1. A testing and training device comprising

a stand:

a loading device movably attached to said stand;

a maneuvering arrangement connected to said loading device by connecting elements;

a control unit connected to said maneuvering arrangement; and,

at least one load measuring device connected to said control unit:

wherein said loading device moves between an adjustable upper position and an adjustable lower position:

and wherein said load measuring device registers the force or load transmitted by an object from said loading device and said control unit records said force or load;

and wherein said control unit controls said maneuvering arrangement which regulates movement of said loading device vertically between said adjustable upper position and said adjustable lower position through said connecting elements

and wherein said control unit controls functions of said testing and training device selected from the group consisting of speed of upward movement of said loading device speed of downward movement of said loading device upper position of said loading device and lower position of said loading device.

2. The device of claim 1, wherein said maneuvering arrangement has at least one hydraulic piston-cylinder device.

3. The device of claim 2, wherein said maneuvering arrangement has a maneuvering beam connecting said hydraulic piston-cylinder device and said connecting elements.

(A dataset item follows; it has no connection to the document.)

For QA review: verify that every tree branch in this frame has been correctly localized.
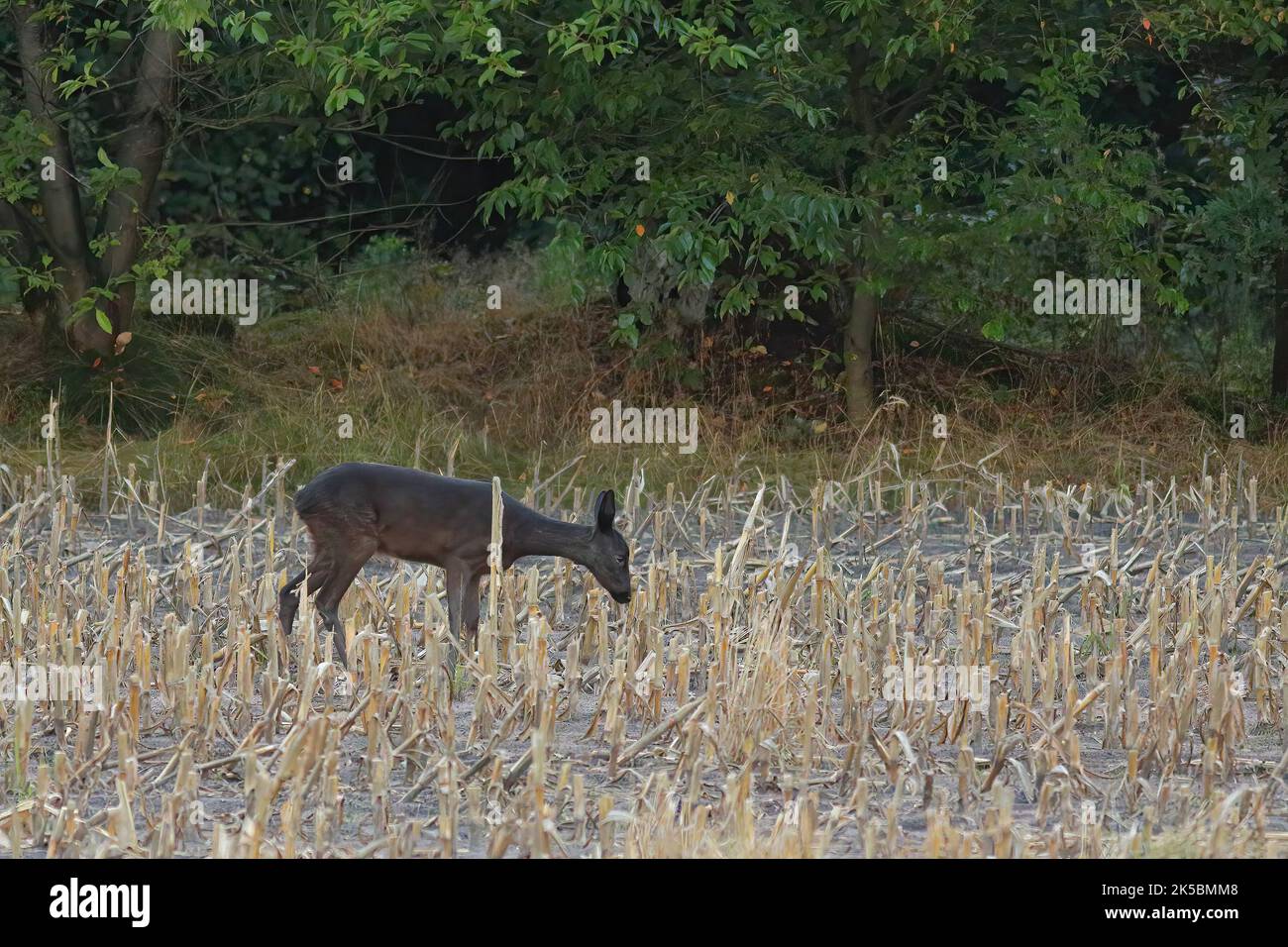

4. The device of any one of claims 1, 2 and 3, wherein said loading device is a barbell, said barbell having a right end and a left end;

wherein said connecting elements are a right wire attached to said right end of said loading device and a left wire attached to said left end of said loading device.

5. The device of any one of claims 1, 2, 3, and 4 wherein said loading device moves in a selected pattern between said adjustable upper position and said adjustable lower position.

6. The device of claim 5, wherein said loading device is suspended from said right wire and said left wire and moves vertically between said adjustable upper position and said adjustable lower position.

7. The device of claim 1, having two load measuring devices, one for each leg, a left-hand device for the left leg and a right-hand device for the right leg, said devices functioning to register the force transmitted by an object from said loading device to each load measuring device.

8. A method of testing and/or training with said testing and training device of claim 1 comprising the steps of:

a) programming at least one of said functions of said control unit to a pre-selected value; and then,

b) pressing against said loading device as it moves as programmed in step a) while the force or load transmitted by pressing against said loading device as it moves is measured by said load measuring device and recorded by said control unit as measured force or measured load.

9. The method of claim 8, wherein said measured force or measured load may be compared to a previous measured force or previous measured load from at least one prior testing and/or training session.

10. The method of claim 9, wherein said measured force or measured load is plotted as a curve against at least one previous measured force or previous measured load from at least one prior testing and/or training session.

11. The method of claim 9, wherein the difference between said measured force or measured load and at least one previous measured force or previous measured load from at least one prior testing and/or training session is plotted as a curve.